The Continental Congress of 1776 encouraged enlistments during the Revolutionary War by providing pensions for soldiers who were disabled. Direct medical and hospital care given to veterans in the early days of the Republic was provided by the individual States and communities. In 1811, the first domiciliary and medical facility for veterans was authorized by the Federal Government. In the 19th century, the nation’s veterans assistance program was expanded to include benefits and pensions not only for veterans, but also their widows and dependents.
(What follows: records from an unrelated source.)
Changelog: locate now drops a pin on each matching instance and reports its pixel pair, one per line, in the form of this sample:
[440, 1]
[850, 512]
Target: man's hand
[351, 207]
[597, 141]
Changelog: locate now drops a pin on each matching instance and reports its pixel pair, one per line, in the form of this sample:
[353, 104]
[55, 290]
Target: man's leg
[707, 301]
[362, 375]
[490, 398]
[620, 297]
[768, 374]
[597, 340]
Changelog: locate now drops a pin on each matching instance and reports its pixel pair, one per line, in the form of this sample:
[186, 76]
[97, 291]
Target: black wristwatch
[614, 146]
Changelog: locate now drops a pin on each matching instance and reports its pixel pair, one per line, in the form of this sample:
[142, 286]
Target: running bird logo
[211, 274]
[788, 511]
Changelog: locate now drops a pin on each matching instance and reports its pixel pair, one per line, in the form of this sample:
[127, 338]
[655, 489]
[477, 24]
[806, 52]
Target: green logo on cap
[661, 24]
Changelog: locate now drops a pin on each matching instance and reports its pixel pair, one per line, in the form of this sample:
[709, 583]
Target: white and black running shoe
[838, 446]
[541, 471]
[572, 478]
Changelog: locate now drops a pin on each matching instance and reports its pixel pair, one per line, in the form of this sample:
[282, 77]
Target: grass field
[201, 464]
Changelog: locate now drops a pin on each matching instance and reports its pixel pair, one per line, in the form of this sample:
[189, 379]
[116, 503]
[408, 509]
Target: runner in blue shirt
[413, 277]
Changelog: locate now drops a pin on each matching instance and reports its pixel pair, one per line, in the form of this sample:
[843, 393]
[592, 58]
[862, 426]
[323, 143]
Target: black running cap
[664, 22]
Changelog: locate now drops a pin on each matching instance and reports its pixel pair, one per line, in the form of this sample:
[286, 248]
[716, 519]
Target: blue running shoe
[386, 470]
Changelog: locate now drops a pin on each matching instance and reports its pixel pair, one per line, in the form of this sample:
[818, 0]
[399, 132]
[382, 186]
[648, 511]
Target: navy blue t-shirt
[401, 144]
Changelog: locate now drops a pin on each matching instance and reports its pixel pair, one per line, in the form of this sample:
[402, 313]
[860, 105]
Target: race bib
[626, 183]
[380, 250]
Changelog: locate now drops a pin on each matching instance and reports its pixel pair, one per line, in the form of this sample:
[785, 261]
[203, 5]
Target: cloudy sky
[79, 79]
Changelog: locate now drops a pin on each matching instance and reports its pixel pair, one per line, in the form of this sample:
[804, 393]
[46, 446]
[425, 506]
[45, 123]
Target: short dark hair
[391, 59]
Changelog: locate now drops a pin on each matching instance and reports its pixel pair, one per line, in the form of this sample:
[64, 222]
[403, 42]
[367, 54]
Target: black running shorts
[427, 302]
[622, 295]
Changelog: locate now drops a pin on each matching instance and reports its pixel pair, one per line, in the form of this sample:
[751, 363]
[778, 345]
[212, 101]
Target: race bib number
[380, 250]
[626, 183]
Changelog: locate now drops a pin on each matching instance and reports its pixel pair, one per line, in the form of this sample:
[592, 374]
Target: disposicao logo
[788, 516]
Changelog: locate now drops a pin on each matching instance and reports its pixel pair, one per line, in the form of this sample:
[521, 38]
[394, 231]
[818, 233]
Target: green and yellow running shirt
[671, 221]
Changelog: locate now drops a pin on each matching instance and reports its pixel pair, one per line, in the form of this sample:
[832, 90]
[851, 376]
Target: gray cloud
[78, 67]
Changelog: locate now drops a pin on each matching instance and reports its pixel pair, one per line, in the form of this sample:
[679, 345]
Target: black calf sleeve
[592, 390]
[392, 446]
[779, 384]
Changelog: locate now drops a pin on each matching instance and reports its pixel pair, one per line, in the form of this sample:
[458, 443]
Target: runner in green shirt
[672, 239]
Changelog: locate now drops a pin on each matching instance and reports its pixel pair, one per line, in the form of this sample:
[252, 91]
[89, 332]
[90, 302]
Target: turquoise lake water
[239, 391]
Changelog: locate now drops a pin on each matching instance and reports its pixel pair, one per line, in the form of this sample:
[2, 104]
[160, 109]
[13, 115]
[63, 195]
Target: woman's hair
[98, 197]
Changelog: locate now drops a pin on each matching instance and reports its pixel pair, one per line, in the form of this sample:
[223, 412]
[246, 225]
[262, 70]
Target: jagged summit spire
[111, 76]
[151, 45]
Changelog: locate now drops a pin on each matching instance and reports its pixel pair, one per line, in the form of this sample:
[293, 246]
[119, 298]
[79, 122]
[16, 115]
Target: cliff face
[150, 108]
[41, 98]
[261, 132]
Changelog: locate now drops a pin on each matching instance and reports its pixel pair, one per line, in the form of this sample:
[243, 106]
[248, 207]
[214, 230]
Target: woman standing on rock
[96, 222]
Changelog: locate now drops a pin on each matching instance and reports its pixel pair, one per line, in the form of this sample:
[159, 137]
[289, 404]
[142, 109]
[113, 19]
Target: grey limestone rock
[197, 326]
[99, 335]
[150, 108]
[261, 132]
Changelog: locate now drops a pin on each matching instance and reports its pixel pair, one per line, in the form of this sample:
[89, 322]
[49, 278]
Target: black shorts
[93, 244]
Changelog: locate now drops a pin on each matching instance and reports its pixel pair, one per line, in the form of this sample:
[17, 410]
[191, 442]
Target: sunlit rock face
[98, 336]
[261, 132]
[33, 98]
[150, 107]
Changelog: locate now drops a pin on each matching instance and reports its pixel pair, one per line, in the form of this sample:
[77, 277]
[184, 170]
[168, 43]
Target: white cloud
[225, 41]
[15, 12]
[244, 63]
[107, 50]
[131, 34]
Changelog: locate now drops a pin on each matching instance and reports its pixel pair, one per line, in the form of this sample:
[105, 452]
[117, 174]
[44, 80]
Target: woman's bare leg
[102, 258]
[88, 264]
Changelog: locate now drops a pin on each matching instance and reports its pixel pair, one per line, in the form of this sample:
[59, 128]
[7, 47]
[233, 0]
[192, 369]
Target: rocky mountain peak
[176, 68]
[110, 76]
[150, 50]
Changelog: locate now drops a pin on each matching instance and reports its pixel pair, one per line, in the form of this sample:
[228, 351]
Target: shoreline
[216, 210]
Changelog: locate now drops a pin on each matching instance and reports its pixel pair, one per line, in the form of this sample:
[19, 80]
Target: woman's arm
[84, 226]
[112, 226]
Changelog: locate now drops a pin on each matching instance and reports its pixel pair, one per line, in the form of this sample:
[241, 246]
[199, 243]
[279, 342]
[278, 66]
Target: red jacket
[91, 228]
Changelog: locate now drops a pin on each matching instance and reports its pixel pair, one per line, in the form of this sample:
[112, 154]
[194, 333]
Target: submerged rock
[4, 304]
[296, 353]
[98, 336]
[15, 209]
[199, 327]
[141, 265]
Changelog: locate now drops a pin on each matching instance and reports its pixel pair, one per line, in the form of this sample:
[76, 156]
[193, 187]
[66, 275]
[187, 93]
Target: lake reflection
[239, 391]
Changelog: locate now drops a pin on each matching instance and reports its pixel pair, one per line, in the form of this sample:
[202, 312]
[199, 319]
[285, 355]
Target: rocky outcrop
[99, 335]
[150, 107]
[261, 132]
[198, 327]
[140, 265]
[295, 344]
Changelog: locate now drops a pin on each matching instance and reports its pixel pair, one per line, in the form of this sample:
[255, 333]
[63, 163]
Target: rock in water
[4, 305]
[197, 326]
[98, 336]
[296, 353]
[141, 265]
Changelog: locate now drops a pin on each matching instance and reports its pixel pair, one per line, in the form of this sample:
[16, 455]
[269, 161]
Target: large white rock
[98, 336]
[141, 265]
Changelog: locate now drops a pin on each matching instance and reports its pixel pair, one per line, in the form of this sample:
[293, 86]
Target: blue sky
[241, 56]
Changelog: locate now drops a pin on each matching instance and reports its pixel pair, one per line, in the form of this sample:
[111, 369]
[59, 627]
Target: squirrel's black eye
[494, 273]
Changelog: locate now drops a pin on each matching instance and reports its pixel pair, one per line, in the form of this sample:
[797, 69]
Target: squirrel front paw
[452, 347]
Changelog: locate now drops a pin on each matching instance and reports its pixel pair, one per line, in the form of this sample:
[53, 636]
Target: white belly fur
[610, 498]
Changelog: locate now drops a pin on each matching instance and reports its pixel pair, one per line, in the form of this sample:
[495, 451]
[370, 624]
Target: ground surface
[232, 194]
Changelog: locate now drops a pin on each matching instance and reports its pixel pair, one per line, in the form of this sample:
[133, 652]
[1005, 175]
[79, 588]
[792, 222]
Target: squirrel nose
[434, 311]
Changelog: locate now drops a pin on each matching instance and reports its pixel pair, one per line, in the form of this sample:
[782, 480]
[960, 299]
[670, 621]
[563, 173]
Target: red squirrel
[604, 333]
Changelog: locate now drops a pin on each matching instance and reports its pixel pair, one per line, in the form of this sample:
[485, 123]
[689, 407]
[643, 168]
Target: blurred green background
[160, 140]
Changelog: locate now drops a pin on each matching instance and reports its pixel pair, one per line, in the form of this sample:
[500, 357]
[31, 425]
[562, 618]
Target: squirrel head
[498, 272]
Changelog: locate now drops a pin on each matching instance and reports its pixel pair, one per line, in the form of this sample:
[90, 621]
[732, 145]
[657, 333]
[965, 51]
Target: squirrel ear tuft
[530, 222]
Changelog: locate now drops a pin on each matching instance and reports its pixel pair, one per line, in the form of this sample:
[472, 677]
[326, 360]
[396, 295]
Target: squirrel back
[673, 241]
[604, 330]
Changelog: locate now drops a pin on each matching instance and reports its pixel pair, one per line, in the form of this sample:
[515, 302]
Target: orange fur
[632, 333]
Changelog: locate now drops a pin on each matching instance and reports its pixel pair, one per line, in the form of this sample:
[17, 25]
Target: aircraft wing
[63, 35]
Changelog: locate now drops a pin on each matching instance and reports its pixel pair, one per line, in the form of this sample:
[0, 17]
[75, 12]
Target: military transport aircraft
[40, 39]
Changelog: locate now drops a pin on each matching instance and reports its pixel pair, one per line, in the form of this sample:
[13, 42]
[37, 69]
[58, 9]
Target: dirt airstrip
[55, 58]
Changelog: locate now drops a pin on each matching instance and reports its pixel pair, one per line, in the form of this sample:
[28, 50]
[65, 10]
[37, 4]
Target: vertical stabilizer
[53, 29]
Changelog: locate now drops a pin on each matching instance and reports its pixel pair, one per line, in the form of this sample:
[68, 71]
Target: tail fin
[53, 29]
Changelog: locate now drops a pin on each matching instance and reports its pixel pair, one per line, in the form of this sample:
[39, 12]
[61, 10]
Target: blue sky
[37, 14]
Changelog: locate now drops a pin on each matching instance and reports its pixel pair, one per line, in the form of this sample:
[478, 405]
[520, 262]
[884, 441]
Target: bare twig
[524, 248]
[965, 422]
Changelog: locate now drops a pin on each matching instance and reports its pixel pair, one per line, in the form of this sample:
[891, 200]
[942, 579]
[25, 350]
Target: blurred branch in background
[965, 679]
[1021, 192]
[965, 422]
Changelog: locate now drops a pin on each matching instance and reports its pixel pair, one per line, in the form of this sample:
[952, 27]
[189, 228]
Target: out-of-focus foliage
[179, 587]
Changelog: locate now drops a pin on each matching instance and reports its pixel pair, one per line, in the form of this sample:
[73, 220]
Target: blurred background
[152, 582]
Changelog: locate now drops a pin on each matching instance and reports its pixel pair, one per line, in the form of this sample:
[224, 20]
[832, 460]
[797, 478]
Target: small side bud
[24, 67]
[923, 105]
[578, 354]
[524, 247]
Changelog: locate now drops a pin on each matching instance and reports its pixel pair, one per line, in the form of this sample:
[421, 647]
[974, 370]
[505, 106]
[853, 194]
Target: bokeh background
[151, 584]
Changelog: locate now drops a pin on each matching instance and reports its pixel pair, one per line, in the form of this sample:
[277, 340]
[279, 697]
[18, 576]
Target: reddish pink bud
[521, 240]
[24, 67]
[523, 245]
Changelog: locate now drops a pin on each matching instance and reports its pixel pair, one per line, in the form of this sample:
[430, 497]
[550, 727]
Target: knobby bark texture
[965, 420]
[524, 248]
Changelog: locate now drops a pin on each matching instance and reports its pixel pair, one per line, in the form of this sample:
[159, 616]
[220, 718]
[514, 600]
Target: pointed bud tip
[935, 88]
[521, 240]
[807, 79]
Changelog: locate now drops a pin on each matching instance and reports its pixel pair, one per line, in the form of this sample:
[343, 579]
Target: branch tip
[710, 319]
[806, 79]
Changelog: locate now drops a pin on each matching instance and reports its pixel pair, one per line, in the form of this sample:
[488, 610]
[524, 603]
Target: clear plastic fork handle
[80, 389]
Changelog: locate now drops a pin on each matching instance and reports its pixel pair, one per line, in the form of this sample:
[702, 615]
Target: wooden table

The federal government created the Department of Veterans Affairs and accompanying VA Hospitals in 1930. It is the federal government’s second largest department, after the U.S. Department of Defense.
Then, of course, we come to the 1960s with the creation of Medicare/Medicaid that provides health care for seniors, the poor, and the disabled. This is what really chaps Romney’s hide. This is the group of “free loaders” the Republicans really object to. They are the deficit according to some. They are the ones who want something-for-nothin, the conservatives exclaim!
It would appear to me that for many years, even since the earliest days of our republic, that our government has thought enough of “health care” as part of the general directive of the U.S. Constitution, as in “to provide for the general welfare,” that Congress has acted repeatedly to this end. Should we expect anything less of Congress today?
Much of what we’ve inherited is a patchwork of band-aids, and like other parts of our government, it doesn’t work as a comprehensive system. What is missing from Obama-care is not that it goes too far, but that it doesn’t go far enough.